LIDCO served three main state clients: ODAC, the Housing and Infrastructure Board, and the Civil Aviation Authority. Thus, during the regime’s last half-decade, the two cousins did business together, often without any oversight. LIDCO did not respond to a request for comment.

Also in 2006, Benaa wa Tashyeed, a state-owned construction enterprise established by Qadhafi’s regime the previous year, fell under ODAC’s control, becoming an extension of the Dabaiba family’s influence. For many of its projects, ODAC required that foreign firms—including Arsel, on several non-Derna projects contracted between 2007 and 2010—partner with Benaa wa Tashyeed in joint ventures.

From a governance perspective, the configuration posed a significant problem. Both the Libyan client (ODAC) and the Libyan contractor (Benaa wa Tashyeed) operated under the sway of the same family—a clear conflict of interest that undermined the principles of checks and balances, damaging project integrity and undercutting public interest. Suspicions of impropriety were further fueled by the absence of evidence that Benaa wa Tashyeed ever possessed the capabilities necessary to fulfill its high-profile mandates in these joint ventures. In response to The Sentry’s questions, a senior Benaa wa Tashyeed official indicated that from 2006 to 2010, projects were awarded to Benaa wa Tashyeed in a centralized manner based on favoritism, without regard for the company’s capabilities.

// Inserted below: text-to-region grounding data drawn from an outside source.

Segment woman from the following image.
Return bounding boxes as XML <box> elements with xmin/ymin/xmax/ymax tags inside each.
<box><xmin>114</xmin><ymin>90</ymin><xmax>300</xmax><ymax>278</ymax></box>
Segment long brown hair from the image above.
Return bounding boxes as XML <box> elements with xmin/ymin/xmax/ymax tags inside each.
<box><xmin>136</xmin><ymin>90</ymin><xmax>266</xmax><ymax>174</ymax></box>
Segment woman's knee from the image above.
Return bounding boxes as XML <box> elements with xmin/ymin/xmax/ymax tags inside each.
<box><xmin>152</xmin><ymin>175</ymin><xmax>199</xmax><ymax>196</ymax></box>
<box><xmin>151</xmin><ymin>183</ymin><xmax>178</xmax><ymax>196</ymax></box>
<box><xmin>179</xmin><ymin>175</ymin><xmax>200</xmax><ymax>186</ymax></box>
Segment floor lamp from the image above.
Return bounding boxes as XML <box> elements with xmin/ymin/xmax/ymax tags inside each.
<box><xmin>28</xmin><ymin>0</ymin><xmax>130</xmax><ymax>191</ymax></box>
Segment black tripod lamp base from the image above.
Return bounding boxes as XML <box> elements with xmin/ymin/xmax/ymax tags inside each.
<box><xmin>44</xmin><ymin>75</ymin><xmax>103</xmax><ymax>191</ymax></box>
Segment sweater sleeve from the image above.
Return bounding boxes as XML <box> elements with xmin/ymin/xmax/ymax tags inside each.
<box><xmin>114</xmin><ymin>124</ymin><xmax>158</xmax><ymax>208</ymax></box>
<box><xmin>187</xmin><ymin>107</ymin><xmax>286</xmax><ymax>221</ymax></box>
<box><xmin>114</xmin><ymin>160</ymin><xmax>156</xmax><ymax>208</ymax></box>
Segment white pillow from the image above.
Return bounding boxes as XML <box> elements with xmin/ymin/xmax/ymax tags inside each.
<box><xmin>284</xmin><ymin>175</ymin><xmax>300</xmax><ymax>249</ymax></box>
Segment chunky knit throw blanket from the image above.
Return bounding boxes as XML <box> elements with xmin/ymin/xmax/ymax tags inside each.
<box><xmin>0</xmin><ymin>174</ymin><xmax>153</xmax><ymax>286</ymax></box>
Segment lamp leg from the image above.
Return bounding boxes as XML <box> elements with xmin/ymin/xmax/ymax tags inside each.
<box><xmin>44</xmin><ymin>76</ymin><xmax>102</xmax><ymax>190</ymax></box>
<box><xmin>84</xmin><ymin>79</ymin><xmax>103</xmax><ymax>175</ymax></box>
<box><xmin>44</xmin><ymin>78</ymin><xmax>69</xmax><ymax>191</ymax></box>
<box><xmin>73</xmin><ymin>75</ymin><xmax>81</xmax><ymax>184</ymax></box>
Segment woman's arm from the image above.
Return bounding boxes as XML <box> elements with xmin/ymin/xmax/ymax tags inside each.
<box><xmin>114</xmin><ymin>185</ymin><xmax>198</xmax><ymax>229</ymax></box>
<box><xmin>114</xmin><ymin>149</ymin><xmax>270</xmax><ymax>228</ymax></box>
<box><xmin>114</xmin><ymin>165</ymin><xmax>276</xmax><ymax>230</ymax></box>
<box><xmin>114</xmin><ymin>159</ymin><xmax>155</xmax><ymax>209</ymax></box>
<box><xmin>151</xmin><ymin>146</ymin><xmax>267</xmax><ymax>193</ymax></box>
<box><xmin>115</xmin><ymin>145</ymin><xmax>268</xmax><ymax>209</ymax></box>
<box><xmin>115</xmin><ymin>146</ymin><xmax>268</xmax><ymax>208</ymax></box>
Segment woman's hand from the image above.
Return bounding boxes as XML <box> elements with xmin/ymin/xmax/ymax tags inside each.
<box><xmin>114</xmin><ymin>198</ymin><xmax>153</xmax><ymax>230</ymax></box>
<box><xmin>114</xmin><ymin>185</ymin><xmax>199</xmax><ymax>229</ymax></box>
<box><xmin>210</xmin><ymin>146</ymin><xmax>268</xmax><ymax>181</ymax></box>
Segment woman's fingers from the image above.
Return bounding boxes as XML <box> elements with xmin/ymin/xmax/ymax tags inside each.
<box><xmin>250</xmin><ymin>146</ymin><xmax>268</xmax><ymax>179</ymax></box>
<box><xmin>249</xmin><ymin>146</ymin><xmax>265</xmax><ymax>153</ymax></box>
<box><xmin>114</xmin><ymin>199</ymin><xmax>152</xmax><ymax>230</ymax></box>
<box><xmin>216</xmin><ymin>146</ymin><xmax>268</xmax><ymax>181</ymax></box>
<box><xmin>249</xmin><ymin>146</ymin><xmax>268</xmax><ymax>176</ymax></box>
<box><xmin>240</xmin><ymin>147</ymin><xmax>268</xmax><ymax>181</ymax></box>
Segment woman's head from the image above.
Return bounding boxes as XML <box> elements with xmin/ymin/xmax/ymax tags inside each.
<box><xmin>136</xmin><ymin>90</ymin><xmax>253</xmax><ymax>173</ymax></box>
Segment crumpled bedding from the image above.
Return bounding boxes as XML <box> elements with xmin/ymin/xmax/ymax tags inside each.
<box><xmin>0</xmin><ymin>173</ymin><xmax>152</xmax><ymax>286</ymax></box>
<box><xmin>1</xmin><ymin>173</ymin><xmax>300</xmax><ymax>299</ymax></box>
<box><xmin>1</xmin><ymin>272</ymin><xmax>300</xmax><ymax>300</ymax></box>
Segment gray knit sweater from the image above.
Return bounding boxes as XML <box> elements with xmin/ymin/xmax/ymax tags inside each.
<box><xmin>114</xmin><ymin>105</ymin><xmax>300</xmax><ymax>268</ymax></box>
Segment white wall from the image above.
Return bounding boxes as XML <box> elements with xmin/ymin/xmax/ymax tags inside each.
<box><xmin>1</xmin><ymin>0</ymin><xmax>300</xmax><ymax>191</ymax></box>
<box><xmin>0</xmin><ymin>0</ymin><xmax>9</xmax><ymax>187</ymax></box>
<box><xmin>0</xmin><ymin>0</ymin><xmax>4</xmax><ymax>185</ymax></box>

The official noted that this practice undermined project completion and added that Benaa wa Tashyeed’s weak finances prevented timely payments and limited its ability to attract qualified personnel. The period from 2005 to 2010, while all this was happening, was also one of the most financially prosperous in Libya’s history.

The December 2003 agreement between the US and the Qadhafi regime led to the removal of international sanctions, which—in conjunction with then-rising oil prices— brought about a surge in national prosperity.

Soon afterward, hundreds of foreign companies flocked to Libya. By the time of the February 2011 insurgency, the Qadhafi regime was overseeing more than $70 billion in ongoing projects, including more than $15 billion in contracts awarded to 200 Turkish firms active in 100 different locations across Libya.

In eastern Libya, in the cities of Tobruk, Benghazi, and Derna, 28 Turkish companies were said to be working on projects with a combined value of $3 billion. ODAC and LIDCO were the most prolific in handing out new contracts, with other active spenders including the Housing and Infrastructure Board and the Highways Authority. But despite these impressive figures, many of the projects did not actually proceed as planned once the paperwork was signed.

As the number of projects swelled, a change occurred: The pace of many Turkish construction projects in Libya became more laborious—if they got off the ground at all. The pronounced slowdown coincided with the rise in Dabaiba-linked corruption, which reached levels so severe that it hampered the implementation of construction projects.

Five former Libyan officials and a Turkish corruption expert told The Sentry that Ali al-Dabaiba and his relatives routinely demanded more than 15% in kickbacks as they negotiated infrastructure projects, especially during the years leading up to the 2011 uprisings.

The diversion of project funds into these bribes severely strained foreign contractors’ profit margins and operational budgets, often resulting in poor execution, delays, and long halts, despite timely payments from the Libyan state. Some companies responded by borrowing money, minimizing expenditures, progressing slowly on projects, and then, after years of delay, requesting additional funds from the Libyan state.